HACI MÜMİN DEDEMİN AKHİSAR’ININ HİKÂYESİ
AŞAĞIDAKİ fotoğraf bana çok güzel bir hikâyeyi anlatır…
Hacı Mümin dedemin hikâyesini…
Dedem Hacı Mümin Kurşunlu Bulgaristan’ın Kırcaali kasabasında doğdu.
Hacı anneannem, hacı babaannem, annem ve babam da orada doğdular…
Balkan Savaşı’ndan sonra Türkiye’ye gelip Akhisar’a yerleştiler…
Hacı Mümin dedem tütüncüydü…
Hayatı boyunca fidesinden tarlada büyütülmesine, sonra kırılıp, dizilip, kargıya asılıp güneşte kurutulmasına kadar kendi eliyle yetiştirdiği tütününden kıyıp sardığı sigarayı içti…
Hacı Mümin dedem, kasketini hayatı boyunca başından çıkarmadı…
Akşamları demiryolunun kenarındaki Reşat Bey Mahallesi’nin camisine gitti, oradan köşedeki kahvehanesine…
Orada yaşadı, orada öldü. Cenaze namazı o camide kılındı, oraya, Akhisar’a gömüldü…
Hacı Mümin dedemin Akhisar’ı öyle Türkiye’nin en zengin kasabası falan değildi…
Mütevazılık şampiyonluğu yapsalar altın olmasa da bronzu garantileyecek kasabaydı orası.
Hacı Mümin dedemin Akhisar’ı, benim bütün çocukluğumun hülasasıdır.
Atlı arabada annemin kucağında Reşat Bey Mahallesi’nden Kovalık’a yaptığım yolculuk çocukluğumun Çağan Irmak dekorudur…

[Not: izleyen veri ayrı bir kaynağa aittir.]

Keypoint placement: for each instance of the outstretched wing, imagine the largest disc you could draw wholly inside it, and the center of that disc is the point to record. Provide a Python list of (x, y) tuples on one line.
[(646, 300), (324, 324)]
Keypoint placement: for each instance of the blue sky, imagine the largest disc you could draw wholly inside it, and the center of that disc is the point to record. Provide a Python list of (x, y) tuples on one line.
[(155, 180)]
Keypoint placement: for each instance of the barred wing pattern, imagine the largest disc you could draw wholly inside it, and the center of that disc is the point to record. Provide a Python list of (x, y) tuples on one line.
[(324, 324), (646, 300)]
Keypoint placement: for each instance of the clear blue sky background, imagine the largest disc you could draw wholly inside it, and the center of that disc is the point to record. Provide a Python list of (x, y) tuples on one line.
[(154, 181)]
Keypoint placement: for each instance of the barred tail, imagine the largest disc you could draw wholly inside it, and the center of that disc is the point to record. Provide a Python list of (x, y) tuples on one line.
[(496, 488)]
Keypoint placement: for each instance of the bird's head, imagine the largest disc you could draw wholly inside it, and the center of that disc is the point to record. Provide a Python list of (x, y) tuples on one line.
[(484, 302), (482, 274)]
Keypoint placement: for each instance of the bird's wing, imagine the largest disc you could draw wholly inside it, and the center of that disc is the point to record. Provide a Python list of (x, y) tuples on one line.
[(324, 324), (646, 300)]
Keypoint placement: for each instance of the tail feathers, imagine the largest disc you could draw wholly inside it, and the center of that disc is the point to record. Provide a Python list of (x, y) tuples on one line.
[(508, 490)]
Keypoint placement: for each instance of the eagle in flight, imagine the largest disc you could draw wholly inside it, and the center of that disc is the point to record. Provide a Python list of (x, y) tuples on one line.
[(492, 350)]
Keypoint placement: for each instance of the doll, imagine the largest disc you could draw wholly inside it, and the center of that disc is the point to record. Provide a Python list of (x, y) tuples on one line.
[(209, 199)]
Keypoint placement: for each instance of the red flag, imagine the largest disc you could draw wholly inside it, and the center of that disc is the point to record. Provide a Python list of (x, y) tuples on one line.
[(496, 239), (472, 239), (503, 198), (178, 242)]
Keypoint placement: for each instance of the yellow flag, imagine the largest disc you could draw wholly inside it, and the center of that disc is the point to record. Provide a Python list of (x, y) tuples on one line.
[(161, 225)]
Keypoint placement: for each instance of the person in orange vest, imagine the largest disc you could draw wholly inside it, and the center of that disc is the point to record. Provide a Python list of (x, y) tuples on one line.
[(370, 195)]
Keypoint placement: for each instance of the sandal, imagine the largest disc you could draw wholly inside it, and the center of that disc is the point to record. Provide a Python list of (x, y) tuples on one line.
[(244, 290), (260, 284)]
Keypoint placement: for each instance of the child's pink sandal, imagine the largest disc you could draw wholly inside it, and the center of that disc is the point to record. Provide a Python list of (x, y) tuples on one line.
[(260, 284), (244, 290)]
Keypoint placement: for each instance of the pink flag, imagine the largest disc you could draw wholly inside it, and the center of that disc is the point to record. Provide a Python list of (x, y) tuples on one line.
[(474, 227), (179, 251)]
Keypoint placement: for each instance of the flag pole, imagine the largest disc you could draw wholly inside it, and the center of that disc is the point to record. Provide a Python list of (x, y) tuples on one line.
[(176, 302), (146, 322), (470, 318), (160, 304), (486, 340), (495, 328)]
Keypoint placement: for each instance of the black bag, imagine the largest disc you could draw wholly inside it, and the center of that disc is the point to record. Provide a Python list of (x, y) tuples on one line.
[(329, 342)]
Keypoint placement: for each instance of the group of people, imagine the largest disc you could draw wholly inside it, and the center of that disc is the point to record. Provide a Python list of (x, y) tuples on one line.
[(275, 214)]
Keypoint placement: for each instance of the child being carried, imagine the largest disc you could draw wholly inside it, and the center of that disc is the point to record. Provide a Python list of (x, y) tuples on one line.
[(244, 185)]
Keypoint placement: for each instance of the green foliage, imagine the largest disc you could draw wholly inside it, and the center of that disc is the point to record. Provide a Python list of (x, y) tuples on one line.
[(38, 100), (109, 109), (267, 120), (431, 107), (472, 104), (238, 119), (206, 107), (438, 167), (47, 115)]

Akşamları sürünün gelişini bekleyip inekleri eve getirdiğim, teyzelerim lüks lambalarının ışığında tütün kırarken kilimlerin üzerinde uyuduğum, harman dövülürken üzerine bindiğim düveni atlıkarınca sandığım yıllarımın memleketidir…
Hacı Mümin dedemin Akhisar’ı daha düne
kadar futbol oynamak için doğru dürüst sahası olmayan bir ilçedir…
Futbol takımı desen, gerisinde parası sınırlı bir belediye, iki-üç yerel şirket… İşte o takım, yedi sezondur dişe diş savaşıyor süper ligde…
Öyle düşme kalma seviyesine hiç inmeden…
Hacı Mümin dedemin Akhisar’ı pazar günü Türkiye şampiyonu oldu…
Hem de, hem Fenerbahçe’yi, hem Avrupa şampiyonu Galatasaray’ı yenerek…
Bu şampiyonluk aynı zamanda Hacı Mümin dedemin hikâyesidir.
Bir Ege kasabasının, onun burayı son vatan bellemiş göçmenlerinin, muhacirlerinin, mübadillerinin, Evladı Fatihan’ının ve Türkiye’nin masum ve hüzünlü yıllarının da hikâyesidir.